= List of the longest English words with one syllable =

This is a list of candidates for the longest English word of one syllable, i.e. monosyllables with the most letters. A list of 9,123 English monosyllables published in 1957 includes three ten-letter words: scraunched, scroonched, and squirreled. Guinness World Records lists scraunched and strengthed. Other sources include words as long or longer. Some candidates are questionable on grounds of spelling, pronunciation, or status as obsolete, nonstandard, proper noun, loanword, or nonce word. Thus, the definition of longest English word with one syllable is somewhat subjective, and there is no single unambiguously correct answer.

==List==

| word | pronunciation | letters | source | notes |
|---|---|---|---|---|
| broughammed | /ˈbruːmd/ | 11 | Sc.Am. | Meaning "travelled by brougham", by analogy with bussed, biked, carted etc. Rhymes with fumed, zoomed. Suggested by poet William Harmon in a competition to find the longest monosyllable. |
| squirrelled | /ˈskwɜːrld/ | 11 | LPD; MWOD | Compressed American pronunciation of a word which has two syllables /ˈskwɪrəld/ in British Received Proununciation. The monosyllabic pronunciation rhymes with world, curled. In the United States, the given spelling is a variant of the more common squirreled (see -led and -lled spellings). |
| broughamed | /ˈbruːmd/ | 10 | Shaw | A variant of broughammed, used by George Bernard Shaw in a piece of journalism. |
| schmaltzed | /ˈʃmɔːltst/, /ˈʃmɒltst/, /ˈʃmæltst/ | 10 | OED | Meaning "imparted a sentimental atmosphere to" e.g. of music; with a 1969 attestation for the past tense. |
| schnappsed | /ˈʃnæpst/ | 10 | Sc.Am. | Meaning "drank schnapps"; proposed by poet George Starbuck in the same competition won by his friend William Harmon. |
| schwartzed | /ˈʃwɔːrtst/ | 10 |  | Meaning "responded 'Schwartz' to a player without making eye-contact" in the game Zoom Schwartz Profigliano. |
| scraunched | /ˈskrɔːnʃt/ | 10 | W3NID; Moser | A "chiefly dialect" word, meaning "crunched". |
| scroonched | /ˈskrʊnʃt/ | 10 | W3NID; Moser | A variant of scrunched, meaning "squeezed". |
| scrootched | /ˈskruːtʃt/ | 10 | AHD | A variant of scrooched, meaning "crouched". |
| squirreled | /ˈskwɜːrld/ | 10 | LPD; MWOD; Moser | The more usual American spelling of squirrelled. |
| strengthed | /ˈstrɛŋθt/ | 10 | OED | An obsolete verb meaning "strengthen", "force", and "summon one's strength". The latest citation is 1614 (1479 for strengthed), at which time the Early Modern English pronunciation would have been disyllabic. |

==Proper names==
Some nine-letter proper names remain monosyllabic when adding a tenth letter and apostrophe to form the possessive:
- Laugharne's /ˈlɑrnz/
- Scoughall's /ˈskoʊlz/

In his short story, "Strychnine in the Soup", P. G. Wodehouse had a character whose surname was "Mapledurham", pronounced "Mum". This is eleven letters, while "Mapledurham's" is twelve.

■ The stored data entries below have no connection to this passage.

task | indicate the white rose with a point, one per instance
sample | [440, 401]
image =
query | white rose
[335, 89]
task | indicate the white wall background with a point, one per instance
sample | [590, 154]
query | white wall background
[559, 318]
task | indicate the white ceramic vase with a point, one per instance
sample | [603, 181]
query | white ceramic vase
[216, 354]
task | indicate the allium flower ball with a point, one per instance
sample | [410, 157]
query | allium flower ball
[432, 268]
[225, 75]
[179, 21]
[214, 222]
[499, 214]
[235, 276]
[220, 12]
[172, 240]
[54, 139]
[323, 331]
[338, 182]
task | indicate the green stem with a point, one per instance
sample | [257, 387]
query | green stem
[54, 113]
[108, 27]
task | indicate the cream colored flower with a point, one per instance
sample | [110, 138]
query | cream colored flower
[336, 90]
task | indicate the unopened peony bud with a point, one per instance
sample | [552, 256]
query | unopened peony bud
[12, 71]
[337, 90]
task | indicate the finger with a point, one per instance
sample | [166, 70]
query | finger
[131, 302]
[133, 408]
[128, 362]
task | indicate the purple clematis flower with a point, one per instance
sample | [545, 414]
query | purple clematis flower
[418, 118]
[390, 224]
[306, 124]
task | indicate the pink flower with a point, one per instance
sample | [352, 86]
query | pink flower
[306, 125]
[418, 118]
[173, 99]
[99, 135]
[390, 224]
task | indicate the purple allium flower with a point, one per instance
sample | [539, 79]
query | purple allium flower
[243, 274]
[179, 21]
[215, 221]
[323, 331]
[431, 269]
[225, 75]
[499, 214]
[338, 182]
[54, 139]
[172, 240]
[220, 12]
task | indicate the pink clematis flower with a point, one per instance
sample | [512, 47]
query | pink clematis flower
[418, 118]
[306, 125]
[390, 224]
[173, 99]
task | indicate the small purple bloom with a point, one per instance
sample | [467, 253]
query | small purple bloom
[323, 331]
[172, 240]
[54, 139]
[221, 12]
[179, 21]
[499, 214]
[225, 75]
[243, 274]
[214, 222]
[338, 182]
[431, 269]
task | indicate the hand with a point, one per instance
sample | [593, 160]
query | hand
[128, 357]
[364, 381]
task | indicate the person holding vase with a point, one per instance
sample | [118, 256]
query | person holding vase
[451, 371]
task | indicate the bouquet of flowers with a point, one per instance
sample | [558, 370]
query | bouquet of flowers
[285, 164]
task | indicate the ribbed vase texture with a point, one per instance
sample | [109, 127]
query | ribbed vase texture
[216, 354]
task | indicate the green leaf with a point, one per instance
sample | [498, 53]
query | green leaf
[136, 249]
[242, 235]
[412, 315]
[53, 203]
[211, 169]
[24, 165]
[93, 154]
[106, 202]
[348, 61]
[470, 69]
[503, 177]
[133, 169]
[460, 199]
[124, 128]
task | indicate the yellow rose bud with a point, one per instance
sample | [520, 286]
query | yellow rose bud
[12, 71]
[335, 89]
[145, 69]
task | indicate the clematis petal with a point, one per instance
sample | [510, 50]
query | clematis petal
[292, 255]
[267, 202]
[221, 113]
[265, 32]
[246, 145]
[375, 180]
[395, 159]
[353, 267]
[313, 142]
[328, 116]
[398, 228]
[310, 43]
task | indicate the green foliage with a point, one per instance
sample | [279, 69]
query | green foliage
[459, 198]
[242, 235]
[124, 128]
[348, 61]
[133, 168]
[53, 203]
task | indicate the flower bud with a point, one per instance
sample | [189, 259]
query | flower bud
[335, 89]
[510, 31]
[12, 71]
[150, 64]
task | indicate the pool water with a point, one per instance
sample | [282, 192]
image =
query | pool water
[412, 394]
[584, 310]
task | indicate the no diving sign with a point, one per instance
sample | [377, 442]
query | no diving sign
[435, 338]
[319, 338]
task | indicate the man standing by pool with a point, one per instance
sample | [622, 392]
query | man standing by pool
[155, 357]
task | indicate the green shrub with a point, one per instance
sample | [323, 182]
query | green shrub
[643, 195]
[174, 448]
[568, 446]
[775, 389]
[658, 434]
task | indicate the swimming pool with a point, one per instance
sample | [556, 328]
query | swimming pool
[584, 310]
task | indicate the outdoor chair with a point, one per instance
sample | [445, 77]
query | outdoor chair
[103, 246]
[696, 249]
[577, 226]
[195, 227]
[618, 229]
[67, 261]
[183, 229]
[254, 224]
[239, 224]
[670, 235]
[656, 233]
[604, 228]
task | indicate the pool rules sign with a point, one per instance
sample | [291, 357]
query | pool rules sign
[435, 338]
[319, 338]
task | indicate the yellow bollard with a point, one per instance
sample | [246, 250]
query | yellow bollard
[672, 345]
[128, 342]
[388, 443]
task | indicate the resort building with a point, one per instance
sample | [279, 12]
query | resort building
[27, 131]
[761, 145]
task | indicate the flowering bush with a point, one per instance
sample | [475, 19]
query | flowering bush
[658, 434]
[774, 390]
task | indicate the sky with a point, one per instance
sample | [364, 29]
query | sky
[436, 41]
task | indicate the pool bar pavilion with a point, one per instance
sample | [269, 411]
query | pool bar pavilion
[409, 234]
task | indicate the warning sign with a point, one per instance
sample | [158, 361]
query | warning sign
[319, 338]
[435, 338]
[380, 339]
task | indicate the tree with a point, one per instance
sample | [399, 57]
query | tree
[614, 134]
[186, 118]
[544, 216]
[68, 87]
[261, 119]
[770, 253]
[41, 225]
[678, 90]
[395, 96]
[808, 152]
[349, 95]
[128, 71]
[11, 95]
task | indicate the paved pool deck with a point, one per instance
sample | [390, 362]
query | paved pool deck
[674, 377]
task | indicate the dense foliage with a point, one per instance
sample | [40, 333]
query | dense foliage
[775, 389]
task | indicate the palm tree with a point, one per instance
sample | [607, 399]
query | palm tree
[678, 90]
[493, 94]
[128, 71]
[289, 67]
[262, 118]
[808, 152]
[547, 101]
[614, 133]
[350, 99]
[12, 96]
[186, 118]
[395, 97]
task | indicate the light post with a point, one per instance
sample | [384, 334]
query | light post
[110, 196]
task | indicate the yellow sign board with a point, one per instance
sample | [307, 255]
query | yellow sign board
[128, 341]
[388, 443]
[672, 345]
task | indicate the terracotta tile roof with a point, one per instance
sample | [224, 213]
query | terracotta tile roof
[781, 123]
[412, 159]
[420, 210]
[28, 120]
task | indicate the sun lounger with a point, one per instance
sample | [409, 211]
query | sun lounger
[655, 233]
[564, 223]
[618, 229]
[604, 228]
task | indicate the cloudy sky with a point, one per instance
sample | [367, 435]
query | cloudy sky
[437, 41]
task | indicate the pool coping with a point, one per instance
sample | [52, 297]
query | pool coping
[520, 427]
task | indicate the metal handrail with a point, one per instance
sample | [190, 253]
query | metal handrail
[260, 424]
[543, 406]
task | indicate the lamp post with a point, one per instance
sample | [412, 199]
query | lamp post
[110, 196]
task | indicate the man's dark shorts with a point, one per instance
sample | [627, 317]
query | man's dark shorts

It is productive in English to convert a (proper) noun into an eponymous verb or adjective:
- A 2007–08 promotion in France used the slogan "Do you Schweppes?", implying a past tense Schweppesed (11 letters) for the putative verb.
- Schwartzed (10 letters) has been used to mean "(re)designed in the style of Martha Schwartz"
- Schwartzed has also been used to mean "crossed swords with Justice Alan R. Schwartz"
- Schmertzed (10 letters) has been used to mean "received undue largesse from New York City through the intervention of negotiator Eric Schmertz"

==Contrived endings==
In a 1970 article in Word Ways, Ralph G. Beaman converts past participles ending -ed into nouns, allowing regular plurals with -s. He lists five verbs in Webster's Third International generating 10-letter monosyllables scratcheds, screecheds, scroungeds, squelcheds, stretcheds; from the verb strength in Webster's Second International, he forms the 11-letter strengtheds.

The past tense ending -ed and the archaic second person singular ending -st can be combined into -edst; for example "In the day when I cried thou answeredst me, and strengthenedst me with strength in my soul". While this ending is usually pronounced as a separate syllable from the verb stem, it may be abbreviated -'dst to indicate elision. Attested examples include scratch'dst and stretch'dst, each of which has one syllable spelled with ten letters plus apostrophe.